Don'to forget Gtechniq C1 or Gyeon Can Coat (easy to top up when necessary). Can Coat has 6 months durability but is very easy to apply being in aerosol form it's like applying a QD. Easy to maintain with the Gyeon products too which will help prolong its life.


----------



## ph0 (Aug 16, 2012)

For max durability optimum opticoat if you can find one to buy. Also there is optimum opti gloss which is easy to apply also. Max protect unc-R and some others, even though unc-R is not that easy to apply, u have to be very quick with it.
Blueberry what's up with this gyeon can coat BS? It's not coating it doesn't last 6 months, seriously, every thread u mention it, gyeon pay u for that? BTW it only has 10% sio2 so please.... I guess your definition of coating is different than mine.


----------



## Nanoman (Jan 17, 2009)

ph0 said:


> For max durability optimum opticoat if you can find one to buy. Also there is optimum opti gloss which is easy to apply also. Max protect unc-R and some others, even though unc-R is not that easy to apply, u have to be very quick with it.
> Blueberry what's up with this gyeon can coat BS? It's not coating it doesn't last 6 months, seriously, every thread u mention it, gyeon pay u for that? BTW it only has 10% sio2 so please.... I guess your definition of coating is different than mine.


Hi - I've been contemplating buying Can Coat. I'm curious about you calling BS on Can Coat. If it's not a coating what is it? If it doesn't last 6 months what is your experience of how long it lasts? How did you apply it and what prep did you do first?


----------



## Goodfella36 (Jul 21, 2009)

ph0 said:


> For max durability optimum opticoat if you can find one to buy. Also there is optimum opti gloss which is easy to apply also. Max protect unc-R and some others, even though unc-R is not that easy to apply, u have to be very quick with it.
> Blueberry what's up with this gyeon can coat BS? It's not coating it doesn't last 6 months, seriously, every thread u mention it, gyeon pay u for that? BTW it only has 10% sio2 so please.... I guess your definition of coating is different than mine.


Have to agree with you there Opti-coat was king of durability and against chemicals it came out top against many other sealants on my videos on you tube the new Opti-Gloss is very nice to use and though we cant give longevity reports yet to new a product it is receiving very good reviews and no doubt it will be one of the best coatings out there its one ill carry on using.

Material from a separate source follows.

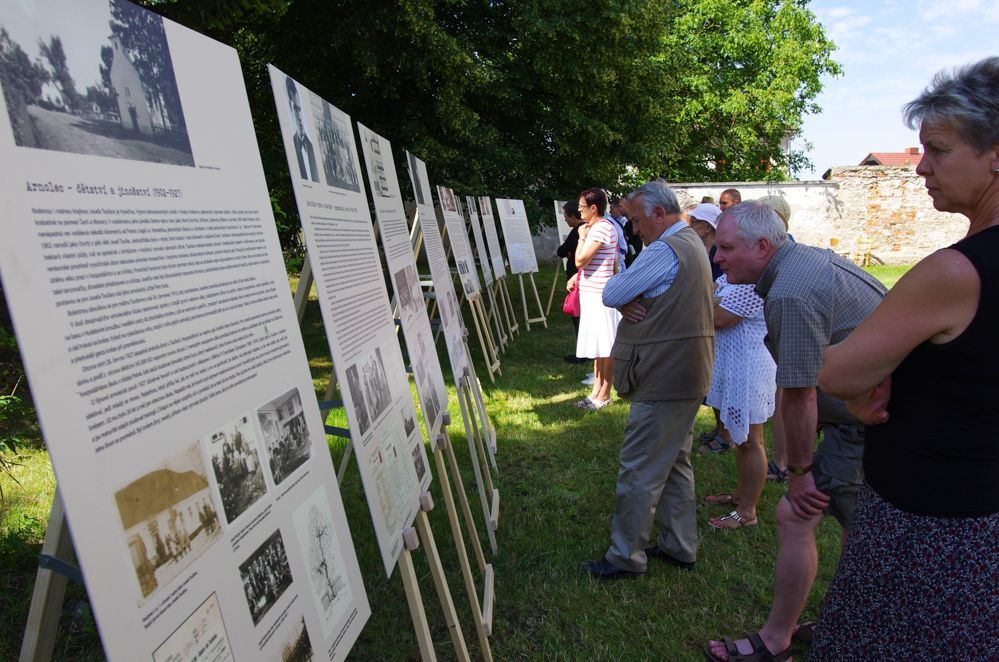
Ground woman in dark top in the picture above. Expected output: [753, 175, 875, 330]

I have ADS raven, Gtechniq Crystal serum, polish angles, and tac sparkle currently on test must get a video up soon as had load of washes now.

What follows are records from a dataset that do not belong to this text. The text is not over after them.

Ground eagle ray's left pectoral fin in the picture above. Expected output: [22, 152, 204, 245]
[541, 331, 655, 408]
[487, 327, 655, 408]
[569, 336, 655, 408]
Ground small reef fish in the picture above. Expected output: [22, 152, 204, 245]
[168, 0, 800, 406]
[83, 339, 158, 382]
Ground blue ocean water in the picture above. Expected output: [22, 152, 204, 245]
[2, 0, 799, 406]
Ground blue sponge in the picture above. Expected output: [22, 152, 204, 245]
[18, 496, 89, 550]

UNR-R does not water spot like other coatings and again as can be seen in videos it out did Exo V2 by a mile in dirt retention and beading longevity dam good product but can be a right pain to remove if the temp is to high or not quick enough.



Nanoman said:


> Hi - I've been contemplating buying Can Coat. I'm curious about you calling BS on Can Coat. If it's not a coating what is it? If it doesn't last 6 months what is your experience of how long it lasts? How did you apply it and what prep did you do first?

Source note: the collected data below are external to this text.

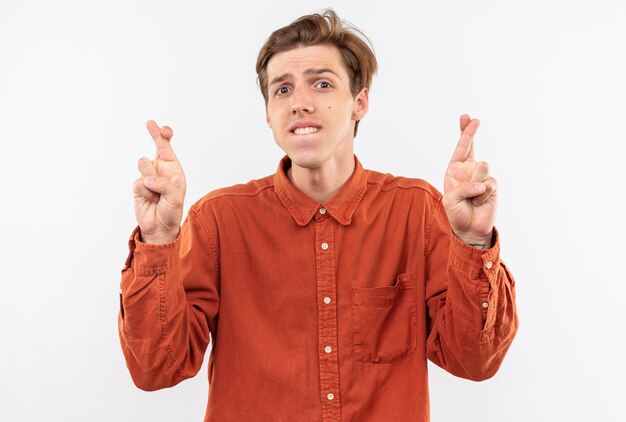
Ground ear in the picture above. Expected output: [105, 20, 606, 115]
[351, 88, 369, 121]
[266, 113, 272, 128]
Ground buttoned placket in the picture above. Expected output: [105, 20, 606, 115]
[314, 206, 342, 421]
[480, 252, 497, 320]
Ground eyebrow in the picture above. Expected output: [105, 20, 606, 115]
[268, 68, 340, 88]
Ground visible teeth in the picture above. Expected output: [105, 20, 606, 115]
[293, 127, 319, 135]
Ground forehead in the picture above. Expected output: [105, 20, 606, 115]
[266, 44, 348, 79]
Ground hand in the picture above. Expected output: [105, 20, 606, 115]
[442, 115, 497, 248]
[133, 120, 187, 244]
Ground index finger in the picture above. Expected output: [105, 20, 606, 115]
[459, 114, 471, 134]
[146, 120, 178, 162]
[450, 116, 479, 163]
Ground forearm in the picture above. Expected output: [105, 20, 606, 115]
[426, 230, 518, 381]
[118, 227, 210, 390]
[140, 227, 180, 245]
[453, 229, 494, 250]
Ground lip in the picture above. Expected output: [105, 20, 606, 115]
[288, 121, 322, 133]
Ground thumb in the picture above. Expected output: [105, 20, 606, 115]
[443, 182, 486, 206]
[142, 175, 181, 200]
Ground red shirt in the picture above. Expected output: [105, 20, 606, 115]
[118, 156, 518, 421]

I have the new Can coat and ads version as well nice beading from both but to me they are top up products as quick to use can both be applied to bare paint which will increase longevity no doubt but not found the 6 months to be accurate in U.K weather though I do go for contact angle of beading on bare paint first as my judge once the beading has flattened out and a fallout remover or apc wash does not bring the beading back then the coating is not doing the job I need from it.


----------



## AndyA4TDI (May 7, 2012)

ph0 said:


> For max durability optimum opticoat if you can find one to buy. Also there is optimum opti gloss which is easy to apply also. Max protect unc-R and some others, even though unc-R is not that easy to apply, u have to be very quick with it.
> Blueberry what's up with this gyeon can coat BS? It's not coating it doesn't last 6 months, seriously, every thread u mention it, gyeon pay u for that? BTW it only has 10% sio2 so please.... I guess your definition of coating is different than mine.


Bang out of order mate, Blueberry is a very respected member of this forum and knows her stuff when it comes to detailing.


----------



## suspal (Dec 29, 2011)

Andy I'd say lee's an authority on coating's,and have to admit opti-coat is wicked max protect is also a very good system.
Not disrespecting Kerry but she does sound like a brand ambassador at times or should I say fan girl.


----------



## greymda (Feb 16, 2014)

CarPro CQuartz, i guess

www.detailedimage.com/Ask-a-Pro/product-review-carpro-cquartz-uk-edition/


----------



## Goodfella36 (Jul 21, 2009)

suspal said:


> Andy I'd say lee's an authority on coating's,and have to admit opti-coat is wicked max protect is also a very good system.
> Not disrespecting Kerry but she does sound like a brand ambassador at times or should I say fan girl.


Cheers Suspal would not go that far but I can only say what I see and test and have no affiliation to any company so can and am honest in the results I get I don't use tops ups etc even take my car to local valters for a few washes over the course to test coatings.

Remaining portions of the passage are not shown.